Fun Fact #2: The author is also a doctor, apparently (I know nothing of her beyond this book, so perhaps she actually is. I don't know). By this point in the text she has diagnosed Henry as either having a borderline or narcissistic personality disorder. In a previous chapter she asserted that if he lived today he would have been diagnosed with ADD. Interesting that in this same chapter she calls into question the theory of Henry possibly having McLeod Syndrome, stating that, "bioarchaeology, like evolutionary psychology, is heavy on theory and light on proof." Pot, meet kettle.

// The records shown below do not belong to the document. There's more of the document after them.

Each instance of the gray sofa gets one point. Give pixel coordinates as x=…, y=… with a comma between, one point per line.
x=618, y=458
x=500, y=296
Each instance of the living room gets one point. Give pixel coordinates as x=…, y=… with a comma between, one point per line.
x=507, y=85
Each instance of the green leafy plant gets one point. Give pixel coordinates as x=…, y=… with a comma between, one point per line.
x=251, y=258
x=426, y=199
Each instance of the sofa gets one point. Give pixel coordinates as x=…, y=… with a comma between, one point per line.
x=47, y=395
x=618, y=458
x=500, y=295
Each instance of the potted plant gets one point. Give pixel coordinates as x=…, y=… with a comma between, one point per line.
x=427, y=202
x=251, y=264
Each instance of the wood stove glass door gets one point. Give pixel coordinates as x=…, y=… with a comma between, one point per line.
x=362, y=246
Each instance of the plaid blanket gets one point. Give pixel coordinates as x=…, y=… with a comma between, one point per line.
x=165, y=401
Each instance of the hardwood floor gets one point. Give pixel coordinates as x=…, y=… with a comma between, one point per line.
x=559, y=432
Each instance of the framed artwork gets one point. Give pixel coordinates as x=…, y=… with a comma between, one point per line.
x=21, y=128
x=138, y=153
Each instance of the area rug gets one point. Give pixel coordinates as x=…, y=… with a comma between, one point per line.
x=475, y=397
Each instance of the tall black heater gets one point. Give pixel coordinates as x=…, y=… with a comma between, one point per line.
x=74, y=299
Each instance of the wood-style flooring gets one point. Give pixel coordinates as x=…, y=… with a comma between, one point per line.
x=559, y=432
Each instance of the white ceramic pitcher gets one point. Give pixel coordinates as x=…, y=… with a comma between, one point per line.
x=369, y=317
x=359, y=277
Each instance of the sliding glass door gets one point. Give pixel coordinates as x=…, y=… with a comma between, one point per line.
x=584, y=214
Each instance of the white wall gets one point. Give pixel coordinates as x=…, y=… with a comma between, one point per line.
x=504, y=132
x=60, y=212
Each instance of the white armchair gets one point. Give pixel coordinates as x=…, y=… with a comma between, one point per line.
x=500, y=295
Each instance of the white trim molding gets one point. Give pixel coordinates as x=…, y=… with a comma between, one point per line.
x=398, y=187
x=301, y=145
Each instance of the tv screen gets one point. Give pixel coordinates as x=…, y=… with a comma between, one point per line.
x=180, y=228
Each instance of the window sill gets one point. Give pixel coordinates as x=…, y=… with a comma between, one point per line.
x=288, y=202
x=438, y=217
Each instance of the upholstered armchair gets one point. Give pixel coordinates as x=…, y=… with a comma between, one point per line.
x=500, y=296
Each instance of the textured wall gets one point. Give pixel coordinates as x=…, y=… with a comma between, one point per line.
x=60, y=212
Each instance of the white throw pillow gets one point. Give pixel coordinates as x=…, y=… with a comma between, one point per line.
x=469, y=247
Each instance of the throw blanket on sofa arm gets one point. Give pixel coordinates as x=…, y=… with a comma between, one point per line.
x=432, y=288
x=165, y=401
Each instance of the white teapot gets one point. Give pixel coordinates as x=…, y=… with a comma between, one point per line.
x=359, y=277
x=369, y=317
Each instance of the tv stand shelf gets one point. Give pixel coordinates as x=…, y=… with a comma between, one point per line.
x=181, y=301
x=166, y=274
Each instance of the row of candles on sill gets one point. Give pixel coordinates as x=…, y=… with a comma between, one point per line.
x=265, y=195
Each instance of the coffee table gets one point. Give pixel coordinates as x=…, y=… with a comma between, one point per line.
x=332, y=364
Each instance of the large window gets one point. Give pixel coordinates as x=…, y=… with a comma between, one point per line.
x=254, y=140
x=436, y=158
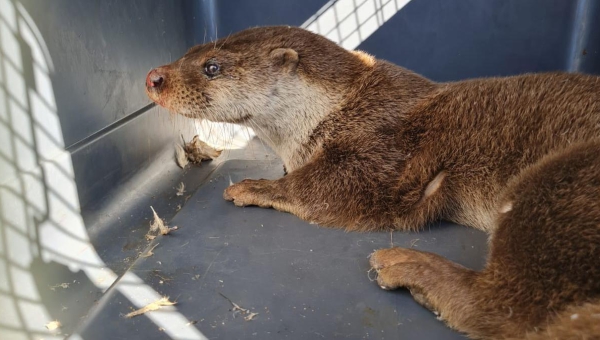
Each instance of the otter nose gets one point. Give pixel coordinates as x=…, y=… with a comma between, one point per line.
x=155, y=79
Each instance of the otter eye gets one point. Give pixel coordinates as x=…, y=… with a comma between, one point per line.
x=211, y=69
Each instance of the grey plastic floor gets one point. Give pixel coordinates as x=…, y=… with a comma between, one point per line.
x=304, y=281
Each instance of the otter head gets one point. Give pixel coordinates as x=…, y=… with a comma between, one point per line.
x=281, y=81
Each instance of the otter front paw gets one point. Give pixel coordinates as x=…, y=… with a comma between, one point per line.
x=251, y=192
x=400, y=267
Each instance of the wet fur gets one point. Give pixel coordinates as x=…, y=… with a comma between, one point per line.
x=371, y=146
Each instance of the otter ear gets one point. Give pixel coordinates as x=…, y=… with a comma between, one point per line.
x=286, y=58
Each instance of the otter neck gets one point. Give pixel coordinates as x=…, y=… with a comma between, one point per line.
x=290, y=119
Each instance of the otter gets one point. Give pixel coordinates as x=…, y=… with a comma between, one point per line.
x=369, y=145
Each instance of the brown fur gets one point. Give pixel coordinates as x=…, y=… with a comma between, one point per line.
x=370, y=145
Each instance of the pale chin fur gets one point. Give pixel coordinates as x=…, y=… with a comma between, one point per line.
x=287, y=121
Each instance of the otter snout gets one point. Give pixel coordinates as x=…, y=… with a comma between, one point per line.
x=155, y=79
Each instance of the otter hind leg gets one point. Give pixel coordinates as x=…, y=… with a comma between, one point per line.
x=543, y=254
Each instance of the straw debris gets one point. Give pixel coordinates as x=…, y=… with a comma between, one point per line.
x=156, y=305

In the end, there is nothing groundbreaking about this book. I was truly hoping for a cultural history and a study of Anne through the ages, with her various portrayals (I did enjoy reading the excerpts of how Victorian-age children learned of Anne) but too often it became a diatribe against another author. In truth, it is already pretty widely accepted that Anne was innocent of the charges against her and Henry was looking for a quick way to get rid of the wife he had once loved, but had since grown tired of. Even those of us who side firmly with Katherine can recognize the superstitions of the age, all that about witchcraft and deformed fetuses, moles and extra fingers. All of it was piled on to further demonize Anne through the centuries. No on is disputing that - or should be, at this point. Anne's strengths were also her flaws - ambitious, scheming, even ruthless at times, I believe.

While I could go on, this review has taken more than enough of my time. The book eventually just becomes an homage to Natalie Dormer, who gave a great performance as Anne in The Tudors. I was glad to be done, as I am glad to now be done with this review as well.